He surprised her by complying without argument.

While he was maneuvering, Tracie unzipped her backpack and removed a roll of silver duct tape. She’d left it on top because she knew she would need it, so it took no more than five seconds, and then the pack was re-zipped and placed at her feet.

“Hands behind your back,” she said after he’d lain down. She wrapped the tape quickly, three times around his wrist before repeating the process with his ankles.

Then she slammed the door closed and crossed behind the car. Opened the door adjacent to his head and covered his mouth with tape, again using three layers, wrapping them tightly around his skull.

“Try to scream,” she said.

He glared but did as he was told, and all that came out was a weak, muffled grunt, something that would be impossible to hear by anyone passing more than six feet from the car.

It wasn’t a perfect arrangement but it would do. Now that she’d been forced to eliminate the soldier, there was no real reason to leave Morozov alive. He could identify her, but that in itself wasn’t reason to kill him. Plenty of other people from Objekt 825 could identify her, too, including the scientist who’d reluctantly handed over the communication device, the receptionist inside the administration building, and the sentry standing guard outside the front entrance. Undoubtedly they would remember her vividly, particularly given the ugly scar running down the side of her skull.

She couldn’t very well kill them all.

Besides, she simply couldn’t bring herself to pull the trigger on a defenseless man, especially a man like Morozov. He was a nervous character, the kind of person who seemed utterly out of place in a military uniform, but he was as innocent as it was possible to be in his situation, a guy just following orders. Tracie was happy she could leave him alive and avoid one more in a seemingly never-ending stream of nightmares based on people she’d eliminated while completing assignments.

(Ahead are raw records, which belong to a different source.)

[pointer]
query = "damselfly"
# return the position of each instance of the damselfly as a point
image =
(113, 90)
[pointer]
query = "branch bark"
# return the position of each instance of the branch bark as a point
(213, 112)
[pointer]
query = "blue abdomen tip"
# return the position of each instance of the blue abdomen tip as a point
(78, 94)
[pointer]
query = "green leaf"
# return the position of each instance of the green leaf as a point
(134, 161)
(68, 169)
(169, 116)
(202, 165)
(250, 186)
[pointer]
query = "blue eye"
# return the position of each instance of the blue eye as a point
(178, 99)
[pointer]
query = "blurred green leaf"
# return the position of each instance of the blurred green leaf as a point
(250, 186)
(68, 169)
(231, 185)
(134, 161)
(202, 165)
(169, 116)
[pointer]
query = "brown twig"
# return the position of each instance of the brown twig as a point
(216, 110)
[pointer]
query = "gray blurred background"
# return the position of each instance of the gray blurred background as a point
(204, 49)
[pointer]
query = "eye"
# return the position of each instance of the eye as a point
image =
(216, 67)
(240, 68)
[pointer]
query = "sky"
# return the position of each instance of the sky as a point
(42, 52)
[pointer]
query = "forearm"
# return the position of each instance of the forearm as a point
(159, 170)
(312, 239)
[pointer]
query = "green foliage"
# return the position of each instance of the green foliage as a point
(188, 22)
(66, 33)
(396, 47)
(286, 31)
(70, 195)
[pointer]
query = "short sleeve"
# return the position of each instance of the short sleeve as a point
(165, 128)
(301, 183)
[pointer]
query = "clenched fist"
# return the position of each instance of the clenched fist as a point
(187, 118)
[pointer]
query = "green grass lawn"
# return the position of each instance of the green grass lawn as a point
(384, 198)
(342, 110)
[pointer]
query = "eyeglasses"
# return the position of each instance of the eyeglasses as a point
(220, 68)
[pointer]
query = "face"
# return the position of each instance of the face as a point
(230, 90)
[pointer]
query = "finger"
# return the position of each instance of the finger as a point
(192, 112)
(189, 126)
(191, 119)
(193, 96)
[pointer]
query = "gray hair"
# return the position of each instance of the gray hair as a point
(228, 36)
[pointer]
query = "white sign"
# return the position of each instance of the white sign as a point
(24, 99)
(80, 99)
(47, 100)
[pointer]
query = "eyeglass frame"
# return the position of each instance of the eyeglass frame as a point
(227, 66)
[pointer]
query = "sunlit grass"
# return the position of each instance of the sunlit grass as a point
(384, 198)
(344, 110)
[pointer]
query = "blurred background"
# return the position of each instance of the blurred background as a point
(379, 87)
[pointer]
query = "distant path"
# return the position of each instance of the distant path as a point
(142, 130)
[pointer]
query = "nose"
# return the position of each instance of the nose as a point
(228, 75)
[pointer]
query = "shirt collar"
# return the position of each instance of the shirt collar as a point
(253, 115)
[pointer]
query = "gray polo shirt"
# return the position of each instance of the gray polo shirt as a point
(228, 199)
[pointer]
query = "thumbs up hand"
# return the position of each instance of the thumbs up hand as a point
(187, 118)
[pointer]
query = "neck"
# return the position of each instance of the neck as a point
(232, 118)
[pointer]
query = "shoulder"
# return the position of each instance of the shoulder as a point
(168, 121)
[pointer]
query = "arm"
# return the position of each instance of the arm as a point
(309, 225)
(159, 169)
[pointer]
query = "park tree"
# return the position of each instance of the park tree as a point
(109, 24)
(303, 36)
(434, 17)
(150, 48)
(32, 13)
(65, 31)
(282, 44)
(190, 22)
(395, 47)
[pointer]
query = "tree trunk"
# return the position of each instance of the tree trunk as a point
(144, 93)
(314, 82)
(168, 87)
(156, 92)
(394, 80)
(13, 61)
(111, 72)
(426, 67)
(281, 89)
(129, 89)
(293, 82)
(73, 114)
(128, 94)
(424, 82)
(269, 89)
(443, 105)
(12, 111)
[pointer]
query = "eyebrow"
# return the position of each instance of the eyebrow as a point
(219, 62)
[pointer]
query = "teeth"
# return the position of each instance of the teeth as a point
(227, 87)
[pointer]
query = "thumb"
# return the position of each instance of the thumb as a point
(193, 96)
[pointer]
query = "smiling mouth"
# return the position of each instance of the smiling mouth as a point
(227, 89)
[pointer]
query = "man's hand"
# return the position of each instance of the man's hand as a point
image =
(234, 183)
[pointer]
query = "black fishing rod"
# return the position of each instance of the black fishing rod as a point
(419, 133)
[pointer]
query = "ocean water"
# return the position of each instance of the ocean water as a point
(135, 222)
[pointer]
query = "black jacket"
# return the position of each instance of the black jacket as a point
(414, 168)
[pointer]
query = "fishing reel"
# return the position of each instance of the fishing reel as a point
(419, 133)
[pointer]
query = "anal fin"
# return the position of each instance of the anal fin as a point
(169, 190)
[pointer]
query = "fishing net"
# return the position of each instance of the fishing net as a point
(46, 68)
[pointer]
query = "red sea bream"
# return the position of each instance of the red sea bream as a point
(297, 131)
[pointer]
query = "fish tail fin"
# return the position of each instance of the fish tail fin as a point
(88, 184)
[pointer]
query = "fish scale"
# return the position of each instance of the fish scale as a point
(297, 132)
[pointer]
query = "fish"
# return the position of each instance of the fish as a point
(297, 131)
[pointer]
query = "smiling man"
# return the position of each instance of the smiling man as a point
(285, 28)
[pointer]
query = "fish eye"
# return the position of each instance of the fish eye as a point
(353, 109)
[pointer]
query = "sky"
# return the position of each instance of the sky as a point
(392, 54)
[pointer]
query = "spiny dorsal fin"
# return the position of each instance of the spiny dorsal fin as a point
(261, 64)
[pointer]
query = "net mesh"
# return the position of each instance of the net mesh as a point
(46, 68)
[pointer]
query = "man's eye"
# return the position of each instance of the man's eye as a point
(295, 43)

She closed the rear door and slipped behind the wheel. Adjusted the seat and then called over her shoulder, “Hang on.”

Her words were greeted with another grunt.

She pulled into the middle of the road, careful not to run over her backpack, which was still sitting on the edge of the pavement. She spun the wheel and shifted into reverse, then hit the gas hard, bouncing across the verge and through the scrub brush before knifing into a gap between two good-sized evergreens. Spinning the wheel one more time, Tracie turned the car sideways and it jounced to a stop behind the tree.

“Are we having fun yet?” she called to Morozov.

His lack of a reply led her to believe he wasn’t having much fun yet.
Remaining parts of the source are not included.